Fenomena perang narasi antara MAGA dan MIGA menjadi cerminan bagaimana isu lokal Amerika bisa tereskalasi ke level geopolitik global. Di Timur Tengah sendiri, para analis memperkirakan situasi ini akan memperpanjang ketegangan, dengan Iran bersiap melakukan balasan dan negara-negara Arab di sekitar memantau perkembangan dengan waspada.
Keterlibatan MAGA dalam wacana Timur Tengah juga menuai kecaman dari aktivis HAM dan kelompok anti-perang di AS. Mereka menuding Trump dan basis pendukung MAGA hanya ingin menjadikan konflik sebagai alat propaganda politik tanpa mempedulikan korban yang berjatuhan.
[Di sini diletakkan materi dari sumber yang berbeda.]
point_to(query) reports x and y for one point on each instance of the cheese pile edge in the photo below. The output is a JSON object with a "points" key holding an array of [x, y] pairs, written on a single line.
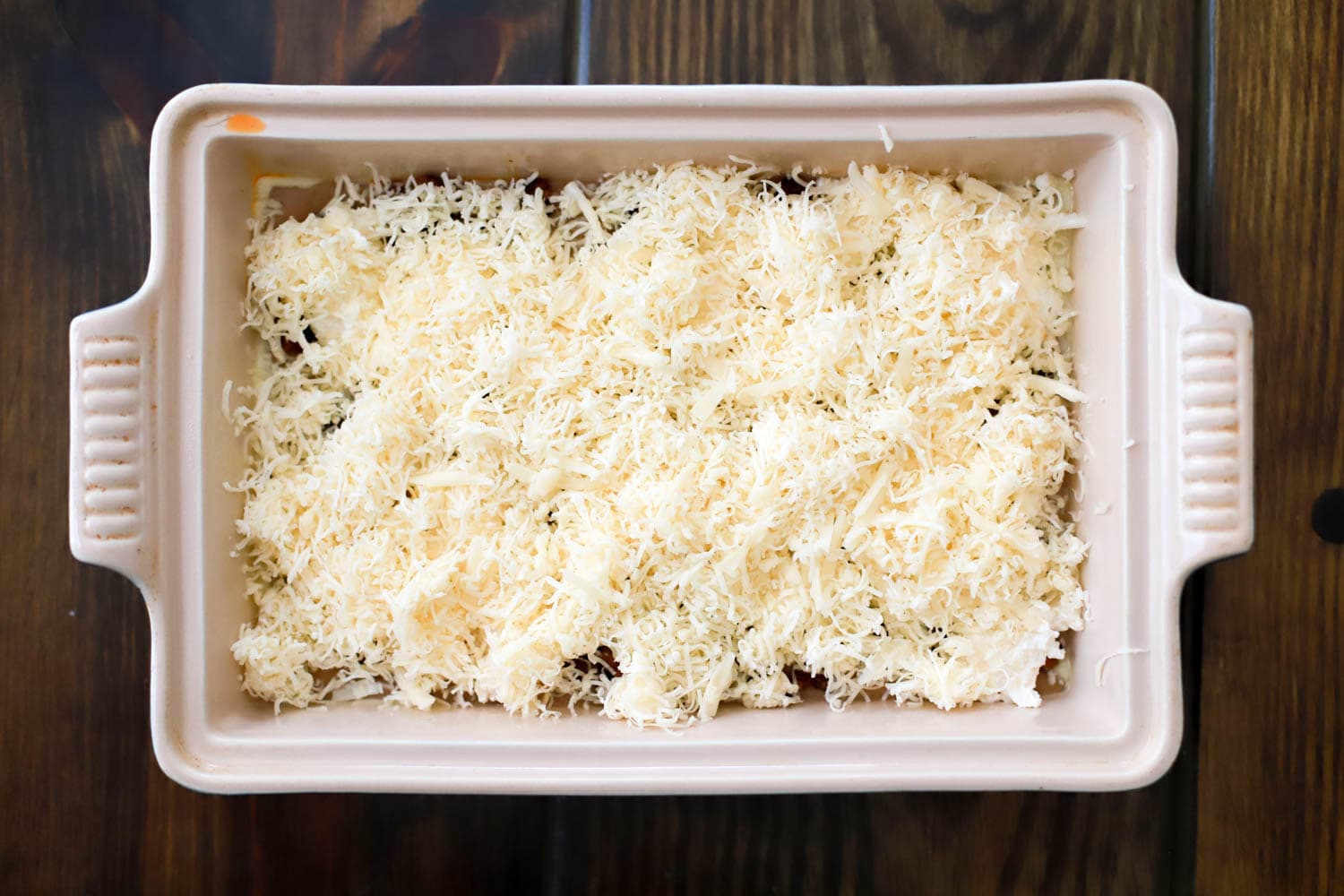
{"points": [[660, 443]]}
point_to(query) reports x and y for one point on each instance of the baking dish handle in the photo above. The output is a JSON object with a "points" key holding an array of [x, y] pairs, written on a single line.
{"points": [[1215, 498], [110, 435]]}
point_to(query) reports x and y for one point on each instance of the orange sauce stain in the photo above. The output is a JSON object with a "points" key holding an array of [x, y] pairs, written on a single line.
{"points": [[244, 124]]}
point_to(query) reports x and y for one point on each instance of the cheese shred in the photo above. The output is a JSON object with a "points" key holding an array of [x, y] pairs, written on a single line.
{"points": [[679, 438]]}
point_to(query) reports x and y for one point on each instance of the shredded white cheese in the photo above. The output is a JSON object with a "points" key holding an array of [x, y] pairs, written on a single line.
{"points": [[660, 443]]}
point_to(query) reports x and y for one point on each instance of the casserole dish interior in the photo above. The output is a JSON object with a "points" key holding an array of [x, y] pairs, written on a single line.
{"points": [[1116, 724]]}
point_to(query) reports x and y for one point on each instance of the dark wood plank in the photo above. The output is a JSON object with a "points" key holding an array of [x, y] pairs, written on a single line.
{"points": [[1134, 842], [85, 805], [1271, 764]]}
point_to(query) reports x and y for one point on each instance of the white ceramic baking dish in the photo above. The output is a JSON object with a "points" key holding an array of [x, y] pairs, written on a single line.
{"points": [[1166, 484]]}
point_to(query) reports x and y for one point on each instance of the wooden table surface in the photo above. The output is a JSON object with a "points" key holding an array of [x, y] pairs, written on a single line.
{"points": [[1254, 801]]}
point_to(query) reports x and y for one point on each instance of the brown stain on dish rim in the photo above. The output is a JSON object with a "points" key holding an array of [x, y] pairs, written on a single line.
{"points": [[244, 123]]}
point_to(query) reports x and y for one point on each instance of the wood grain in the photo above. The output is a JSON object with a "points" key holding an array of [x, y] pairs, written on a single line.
{"points": [[86, 807], [1271, 763], [1136, 842]]}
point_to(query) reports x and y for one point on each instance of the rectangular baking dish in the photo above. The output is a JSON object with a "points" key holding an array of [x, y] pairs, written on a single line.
{"points": [[1164, 487]]}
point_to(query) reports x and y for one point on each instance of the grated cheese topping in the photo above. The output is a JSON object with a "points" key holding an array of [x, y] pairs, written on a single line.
{"points": [[663, 443]]}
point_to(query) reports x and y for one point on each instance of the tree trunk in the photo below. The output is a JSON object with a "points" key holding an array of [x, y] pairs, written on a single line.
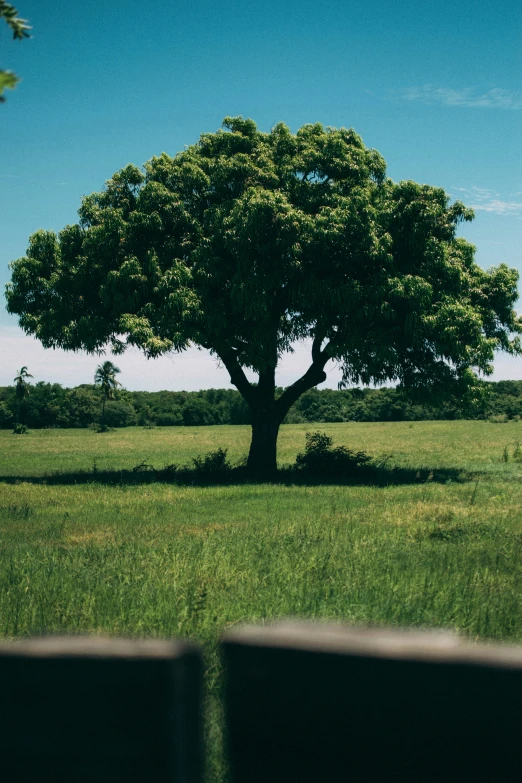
{"points": [[262, 458]]}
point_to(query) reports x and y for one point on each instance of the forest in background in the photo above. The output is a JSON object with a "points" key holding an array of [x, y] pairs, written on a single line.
{"points": [[51, 405]]}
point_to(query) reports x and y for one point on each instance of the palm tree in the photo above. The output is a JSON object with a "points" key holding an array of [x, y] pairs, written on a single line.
{"points": [[22, 389], [105, 378]]}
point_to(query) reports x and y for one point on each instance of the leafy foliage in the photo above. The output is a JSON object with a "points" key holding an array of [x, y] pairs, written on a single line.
{"points": [[320, 458], [50, 405], [214, 463], [247, 242], [20, 30]]}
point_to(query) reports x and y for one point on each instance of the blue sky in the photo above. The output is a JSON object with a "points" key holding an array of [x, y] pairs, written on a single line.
{"points": [[434, 86]]}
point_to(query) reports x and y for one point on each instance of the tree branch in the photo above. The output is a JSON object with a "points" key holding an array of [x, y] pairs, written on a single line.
{"points": [[238, 377], [314, 375]]}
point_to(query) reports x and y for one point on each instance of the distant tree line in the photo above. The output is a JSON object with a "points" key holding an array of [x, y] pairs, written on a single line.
{"points": [[51, 405]]}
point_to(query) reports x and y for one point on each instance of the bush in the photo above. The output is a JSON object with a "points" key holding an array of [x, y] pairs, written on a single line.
{"points": [[213, 464], [174, 419], [320, 458], [119, 414]]}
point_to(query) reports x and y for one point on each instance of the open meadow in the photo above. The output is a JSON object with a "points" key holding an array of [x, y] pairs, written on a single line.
{"points": [[438, 544]]}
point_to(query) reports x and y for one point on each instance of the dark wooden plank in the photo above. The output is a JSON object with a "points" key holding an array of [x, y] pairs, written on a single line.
{"points": [[78, 709], [311, 702]]}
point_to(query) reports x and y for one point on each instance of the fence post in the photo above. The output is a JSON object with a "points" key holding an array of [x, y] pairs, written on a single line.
{"points": [[314, 703], [78, 709]]}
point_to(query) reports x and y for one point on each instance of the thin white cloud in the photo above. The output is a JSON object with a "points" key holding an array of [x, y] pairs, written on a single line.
{"points": [[487, 200], [191, 370], [466, 96]]}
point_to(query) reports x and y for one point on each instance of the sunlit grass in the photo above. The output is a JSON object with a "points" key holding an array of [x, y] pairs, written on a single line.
{"points": [[160, 559]]}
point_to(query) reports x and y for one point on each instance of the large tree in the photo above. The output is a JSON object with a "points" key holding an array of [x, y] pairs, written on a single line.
{"points": [[247, 242]]}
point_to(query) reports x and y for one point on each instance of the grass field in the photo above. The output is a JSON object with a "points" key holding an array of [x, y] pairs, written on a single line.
{"points": [[442, 548]]}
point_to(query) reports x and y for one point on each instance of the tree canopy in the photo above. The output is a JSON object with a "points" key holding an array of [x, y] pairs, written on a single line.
{"points": [[247, 242], [20, 29]]}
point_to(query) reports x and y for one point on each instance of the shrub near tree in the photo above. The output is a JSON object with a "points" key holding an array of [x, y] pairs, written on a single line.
{"points": [[248, 241]]}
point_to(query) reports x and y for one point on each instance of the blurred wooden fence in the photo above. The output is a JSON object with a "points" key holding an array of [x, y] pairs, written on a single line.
{"points": [[303, 702]]}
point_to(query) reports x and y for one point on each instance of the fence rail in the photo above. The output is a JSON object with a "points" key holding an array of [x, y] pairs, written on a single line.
{"points": [[303, 702]]}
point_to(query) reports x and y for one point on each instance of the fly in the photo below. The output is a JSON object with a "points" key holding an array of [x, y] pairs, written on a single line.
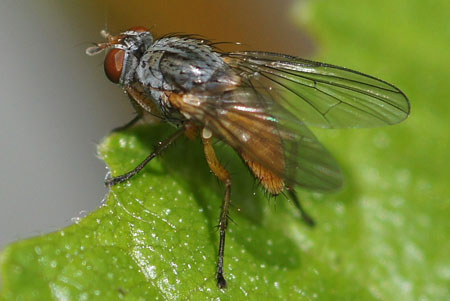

Di dalam negeri Iran, pemerintah melihat kampanye MIGA sebagai ancaman dan memperkuat kebijakan anti-AS. Media resmi Iran menyebut gerakan ini sebagai bagian dari “perang hibrida” yang dirancang untuk melemahkan stabilitas politik domestik dan menggiring opini publik agar menentang pemerintah.
Kementerian Luar Negeri Iran pun telah memanggil perwakilan Swiss sebagai penanggung jawab kepentingan AS di Iran, untuk menyampaikan protes atas pernyataan Trump. Tehran menilai sikap tersebut sebagai bentuk intervensi terang-terangan terhadap kedaulatan negara.
Sementara itu, kelompok pro-MAGA di AS terus menekan pemerintah agar tidak ragu meningkatkan tekanan militer terhadap Iran. Mereka menyebut kampanye MIGA sebagai alat propaganda musuh dan mendesak agar media sosial yang menyebarkan slogan tersebut dibatasi.
Hingga kini, baik MAGA maupun MIGA sama-sama aktif di jagat digital, membentuk polarisasi opini publik global. Ketegangan ini menjadi bagian dari konflik geopolitik Timur Tengah yang masih jauh dari kata usai, dan semakin rumit akibat perang narasi yang melibatkan elite politik AS dan oposisi Iran di luar negeri.